Zooming out to include the start of 2020, average returns across these miners are 5.2X above bitcoin’s returns of 464%. Collectively they hold a $9.18 billion market cap.
When we take a deeper look at quarterly and monthly miner updates, we see a broader narrative forming with the most successful miners trying to do two things — rapidly scale up production, and increase their HODLing supply.
Looking at Marathon, their monthly bitcoin production increased 6% in August bringing their total bitcoin holdings to 6,695 BTC. Of their bitcoin holdings, 4,812 BTC were purchased in January 2021 for an average price of $31,168. Like many bitcoin miners, Marathon continues to expand their bitcoin treasury, keeping the business well capitalized and ready to deploy the assets if ever needed.
As of August 31, Riot held approximately 3,128 BTC, all of which were produced by its self-mining operations.
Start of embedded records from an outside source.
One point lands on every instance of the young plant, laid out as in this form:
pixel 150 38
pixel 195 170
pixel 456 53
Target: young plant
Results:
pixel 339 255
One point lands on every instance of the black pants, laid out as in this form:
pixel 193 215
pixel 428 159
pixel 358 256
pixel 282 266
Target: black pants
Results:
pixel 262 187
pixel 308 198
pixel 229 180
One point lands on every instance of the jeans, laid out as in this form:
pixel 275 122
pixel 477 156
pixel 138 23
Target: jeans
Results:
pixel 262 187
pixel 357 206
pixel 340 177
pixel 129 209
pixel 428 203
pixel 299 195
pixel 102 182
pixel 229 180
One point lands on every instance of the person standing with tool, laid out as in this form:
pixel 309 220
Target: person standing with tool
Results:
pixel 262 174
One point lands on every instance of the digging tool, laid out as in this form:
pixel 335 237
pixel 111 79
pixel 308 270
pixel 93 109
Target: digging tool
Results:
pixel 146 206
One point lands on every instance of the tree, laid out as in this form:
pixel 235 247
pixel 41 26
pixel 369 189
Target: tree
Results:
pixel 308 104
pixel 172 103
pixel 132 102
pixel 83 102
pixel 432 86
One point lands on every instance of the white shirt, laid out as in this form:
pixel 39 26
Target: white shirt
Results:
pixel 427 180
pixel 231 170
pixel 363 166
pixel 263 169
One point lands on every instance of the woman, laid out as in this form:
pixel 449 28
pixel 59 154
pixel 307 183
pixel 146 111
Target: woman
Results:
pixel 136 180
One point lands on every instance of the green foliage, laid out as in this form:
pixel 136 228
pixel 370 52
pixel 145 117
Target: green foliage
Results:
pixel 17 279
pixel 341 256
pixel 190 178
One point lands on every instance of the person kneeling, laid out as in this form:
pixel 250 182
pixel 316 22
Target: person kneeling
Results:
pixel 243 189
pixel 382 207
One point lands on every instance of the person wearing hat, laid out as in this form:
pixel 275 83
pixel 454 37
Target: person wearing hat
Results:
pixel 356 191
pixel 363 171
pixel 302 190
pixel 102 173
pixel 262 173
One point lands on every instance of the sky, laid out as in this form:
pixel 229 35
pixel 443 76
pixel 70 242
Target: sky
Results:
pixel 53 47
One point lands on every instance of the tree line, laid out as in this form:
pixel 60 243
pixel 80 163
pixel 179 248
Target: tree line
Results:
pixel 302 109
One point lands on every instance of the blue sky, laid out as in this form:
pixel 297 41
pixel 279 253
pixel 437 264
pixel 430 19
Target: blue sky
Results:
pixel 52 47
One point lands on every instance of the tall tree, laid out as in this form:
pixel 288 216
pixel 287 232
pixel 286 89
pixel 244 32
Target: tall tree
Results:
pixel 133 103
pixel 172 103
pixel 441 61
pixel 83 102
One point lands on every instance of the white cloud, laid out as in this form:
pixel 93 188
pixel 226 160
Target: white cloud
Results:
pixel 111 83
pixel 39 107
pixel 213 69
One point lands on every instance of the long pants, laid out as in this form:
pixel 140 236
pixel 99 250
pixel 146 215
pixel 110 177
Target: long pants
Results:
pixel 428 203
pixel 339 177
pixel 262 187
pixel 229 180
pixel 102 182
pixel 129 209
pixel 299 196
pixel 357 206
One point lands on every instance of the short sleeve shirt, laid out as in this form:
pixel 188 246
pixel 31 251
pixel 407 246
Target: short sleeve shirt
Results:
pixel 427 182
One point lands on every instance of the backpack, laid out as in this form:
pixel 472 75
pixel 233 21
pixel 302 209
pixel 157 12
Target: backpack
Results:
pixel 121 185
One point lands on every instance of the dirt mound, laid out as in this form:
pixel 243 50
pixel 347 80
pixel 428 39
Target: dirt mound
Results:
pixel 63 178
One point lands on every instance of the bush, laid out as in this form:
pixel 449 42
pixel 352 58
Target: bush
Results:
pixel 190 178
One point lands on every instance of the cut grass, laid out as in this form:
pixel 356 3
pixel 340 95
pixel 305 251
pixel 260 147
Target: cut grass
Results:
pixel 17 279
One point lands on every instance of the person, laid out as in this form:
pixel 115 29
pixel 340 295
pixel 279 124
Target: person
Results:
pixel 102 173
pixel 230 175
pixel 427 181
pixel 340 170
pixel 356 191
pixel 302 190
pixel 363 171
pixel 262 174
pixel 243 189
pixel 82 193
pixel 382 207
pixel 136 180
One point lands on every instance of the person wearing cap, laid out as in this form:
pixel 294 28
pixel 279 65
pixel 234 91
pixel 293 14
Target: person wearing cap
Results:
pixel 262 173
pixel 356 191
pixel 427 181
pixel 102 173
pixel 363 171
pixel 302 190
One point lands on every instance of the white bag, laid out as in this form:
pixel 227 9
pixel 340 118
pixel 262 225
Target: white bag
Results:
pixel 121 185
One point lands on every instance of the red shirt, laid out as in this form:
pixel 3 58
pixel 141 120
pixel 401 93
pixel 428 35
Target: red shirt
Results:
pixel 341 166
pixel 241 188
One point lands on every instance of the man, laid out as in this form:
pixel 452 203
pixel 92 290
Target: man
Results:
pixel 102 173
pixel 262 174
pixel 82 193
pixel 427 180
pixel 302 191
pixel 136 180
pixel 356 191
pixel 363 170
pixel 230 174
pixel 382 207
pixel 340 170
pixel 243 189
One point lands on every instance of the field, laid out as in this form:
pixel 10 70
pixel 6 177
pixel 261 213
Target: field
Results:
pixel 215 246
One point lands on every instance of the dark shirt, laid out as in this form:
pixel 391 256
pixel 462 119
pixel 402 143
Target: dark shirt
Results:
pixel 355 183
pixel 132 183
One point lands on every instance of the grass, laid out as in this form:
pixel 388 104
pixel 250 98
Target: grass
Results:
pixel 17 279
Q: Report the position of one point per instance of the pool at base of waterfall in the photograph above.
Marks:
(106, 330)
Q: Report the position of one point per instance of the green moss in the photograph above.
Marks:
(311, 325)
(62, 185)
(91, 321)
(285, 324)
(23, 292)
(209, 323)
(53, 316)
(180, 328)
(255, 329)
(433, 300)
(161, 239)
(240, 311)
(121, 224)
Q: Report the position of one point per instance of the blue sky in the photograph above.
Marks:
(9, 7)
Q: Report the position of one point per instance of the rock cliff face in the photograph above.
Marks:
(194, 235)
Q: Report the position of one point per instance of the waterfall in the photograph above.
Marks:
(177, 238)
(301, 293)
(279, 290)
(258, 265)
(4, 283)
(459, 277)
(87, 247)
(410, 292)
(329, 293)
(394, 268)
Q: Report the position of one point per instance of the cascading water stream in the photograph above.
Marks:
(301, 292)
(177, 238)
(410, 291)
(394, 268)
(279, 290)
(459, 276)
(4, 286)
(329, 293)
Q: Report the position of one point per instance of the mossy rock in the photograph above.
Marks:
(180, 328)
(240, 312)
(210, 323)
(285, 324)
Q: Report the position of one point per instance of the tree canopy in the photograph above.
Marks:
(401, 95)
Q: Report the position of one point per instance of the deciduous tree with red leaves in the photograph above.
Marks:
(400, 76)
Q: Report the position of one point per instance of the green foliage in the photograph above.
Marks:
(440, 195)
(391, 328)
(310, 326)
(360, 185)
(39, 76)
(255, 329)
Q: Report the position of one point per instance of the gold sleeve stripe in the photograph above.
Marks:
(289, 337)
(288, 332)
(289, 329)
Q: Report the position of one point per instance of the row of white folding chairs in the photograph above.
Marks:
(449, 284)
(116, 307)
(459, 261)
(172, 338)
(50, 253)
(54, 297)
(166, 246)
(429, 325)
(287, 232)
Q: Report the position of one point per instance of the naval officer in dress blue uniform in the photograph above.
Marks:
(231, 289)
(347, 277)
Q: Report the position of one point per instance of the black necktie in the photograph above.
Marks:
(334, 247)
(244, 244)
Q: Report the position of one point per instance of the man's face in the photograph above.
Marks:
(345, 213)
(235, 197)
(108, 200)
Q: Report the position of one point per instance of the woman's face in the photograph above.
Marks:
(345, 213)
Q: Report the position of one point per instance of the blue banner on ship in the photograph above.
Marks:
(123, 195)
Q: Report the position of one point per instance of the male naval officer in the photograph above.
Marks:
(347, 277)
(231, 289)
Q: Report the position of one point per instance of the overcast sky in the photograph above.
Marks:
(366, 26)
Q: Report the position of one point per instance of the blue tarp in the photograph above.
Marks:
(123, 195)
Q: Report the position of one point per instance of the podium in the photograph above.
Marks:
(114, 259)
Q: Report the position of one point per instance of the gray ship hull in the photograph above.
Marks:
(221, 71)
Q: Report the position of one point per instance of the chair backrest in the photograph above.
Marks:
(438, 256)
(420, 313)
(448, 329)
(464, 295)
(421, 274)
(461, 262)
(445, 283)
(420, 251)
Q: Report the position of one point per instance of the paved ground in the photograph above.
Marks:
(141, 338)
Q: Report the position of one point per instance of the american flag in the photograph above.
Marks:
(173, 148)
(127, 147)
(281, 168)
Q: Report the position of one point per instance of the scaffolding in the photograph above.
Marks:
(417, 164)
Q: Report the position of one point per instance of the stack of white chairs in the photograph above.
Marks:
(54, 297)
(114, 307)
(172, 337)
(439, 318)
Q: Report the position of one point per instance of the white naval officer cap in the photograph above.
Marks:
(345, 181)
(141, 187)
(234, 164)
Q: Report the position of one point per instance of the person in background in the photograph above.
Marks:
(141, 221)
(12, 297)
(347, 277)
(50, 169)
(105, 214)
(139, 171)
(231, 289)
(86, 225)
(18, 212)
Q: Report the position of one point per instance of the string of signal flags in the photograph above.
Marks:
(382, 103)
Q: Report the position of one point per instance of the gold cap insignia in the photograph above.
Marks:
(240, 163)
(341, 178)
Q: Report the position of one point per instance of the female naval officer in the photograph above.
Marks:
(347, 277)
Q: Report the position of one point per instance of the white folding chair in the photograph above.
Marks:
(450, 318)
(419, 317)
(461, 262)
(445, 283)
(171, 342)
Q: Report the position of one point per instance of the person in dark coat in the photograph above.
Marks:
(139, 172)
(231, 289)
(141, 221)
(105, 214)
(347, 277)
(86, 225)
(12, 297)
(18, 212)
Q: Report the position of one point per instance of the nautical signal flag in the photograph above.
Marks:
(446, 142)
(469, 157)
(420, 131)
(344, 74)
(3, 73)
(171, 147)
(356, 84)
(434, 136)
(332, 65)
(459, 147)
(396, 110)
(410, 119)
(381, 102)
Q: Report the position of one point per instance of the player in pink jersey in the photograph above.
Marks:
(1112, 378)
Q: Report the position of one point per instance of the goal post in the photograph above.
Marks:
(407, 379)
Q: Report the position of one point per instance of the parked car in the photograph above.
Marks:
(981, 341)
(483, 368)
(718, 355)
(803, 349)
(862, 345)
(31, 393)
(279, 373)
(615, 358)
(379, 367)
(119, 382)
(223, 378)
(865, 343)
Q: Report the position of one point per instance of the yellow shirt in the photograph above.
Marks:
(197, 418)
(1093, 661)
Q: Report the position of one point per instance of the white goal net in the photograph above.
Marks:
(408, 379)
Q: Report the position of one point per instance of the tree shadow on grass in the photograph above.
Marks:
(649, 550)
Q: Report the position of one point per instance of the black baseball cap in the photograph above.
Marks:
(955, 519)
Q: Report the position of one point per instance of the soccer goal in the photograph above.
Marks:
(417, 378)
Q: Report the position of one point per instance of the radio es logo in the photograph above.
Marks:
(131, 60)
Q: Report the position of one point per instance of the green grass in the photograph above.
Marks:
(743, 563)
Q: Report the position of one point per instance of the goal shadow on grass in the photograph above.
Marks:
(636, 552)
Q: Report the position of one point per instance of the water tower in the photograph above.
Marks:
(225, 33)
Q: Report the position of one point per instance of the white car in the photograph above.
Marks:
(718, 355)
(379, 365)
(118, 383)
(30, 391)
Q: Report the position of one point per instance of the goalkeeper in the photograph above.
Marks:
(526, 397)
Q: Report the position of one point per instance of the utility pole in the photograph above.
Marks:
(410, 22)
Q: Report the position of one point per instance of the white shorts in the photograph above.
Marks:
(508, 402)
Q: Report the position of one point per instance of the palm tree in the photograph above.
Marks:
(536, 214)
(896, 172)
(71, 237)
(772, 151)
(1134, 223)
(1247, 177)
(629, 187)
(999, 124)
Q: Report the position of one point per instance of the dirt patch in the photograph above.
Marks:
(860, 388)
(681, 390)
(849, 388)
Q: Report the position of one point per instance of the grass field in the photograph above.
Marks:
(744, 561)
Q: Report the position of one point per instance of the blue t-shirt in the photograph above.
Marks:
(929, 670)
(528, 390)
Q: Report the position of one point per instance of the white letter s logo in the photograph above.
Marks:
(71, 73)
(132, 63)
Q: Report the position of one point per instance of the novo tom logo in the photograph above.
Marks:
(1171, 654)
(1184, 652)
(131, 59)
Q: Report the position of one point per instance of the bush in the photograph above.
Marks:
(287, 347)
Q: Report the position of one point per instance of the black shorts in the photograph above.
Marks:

By Q4 2022, Riot anticipates achieving a total hash rate capacity of 7.7 EH/s with a fully-deployed mining fleet of 81,146 Antminers. Marathon also expects to have a mining fleet of 133,000 machines deployed by the middle of next year, and they look to be on track with 21,584 miners secured as of September 1.
What we’re seeing play out in the bitcoin mining world is a pure capitalist market in a race to scale up operations, drive down costs and drive up profit margins, with the goal to secure as much bitcoin supply as possible. Yet, many mainstream investors have not woken up to the mining industry dynamics and the risk/reward upside to holding miner equity as bullish price scenarios continue. Few have thought through what a 5-10X move in bitcoin price would do for these companies' balance sheets, earnings and overall share price. Many have yet to think through the nation state game theory that will play out as new players emerge such as the country of Laos legalizing bitcoin mining just last week.
Fidelity, Vanguard, Charles Shwabb, Blackstone and BlackRock have all taken relatively small mining positions over the last year. We’ve only seen the beginnings of the large-scale bitcoin mining operation industry really start to take off.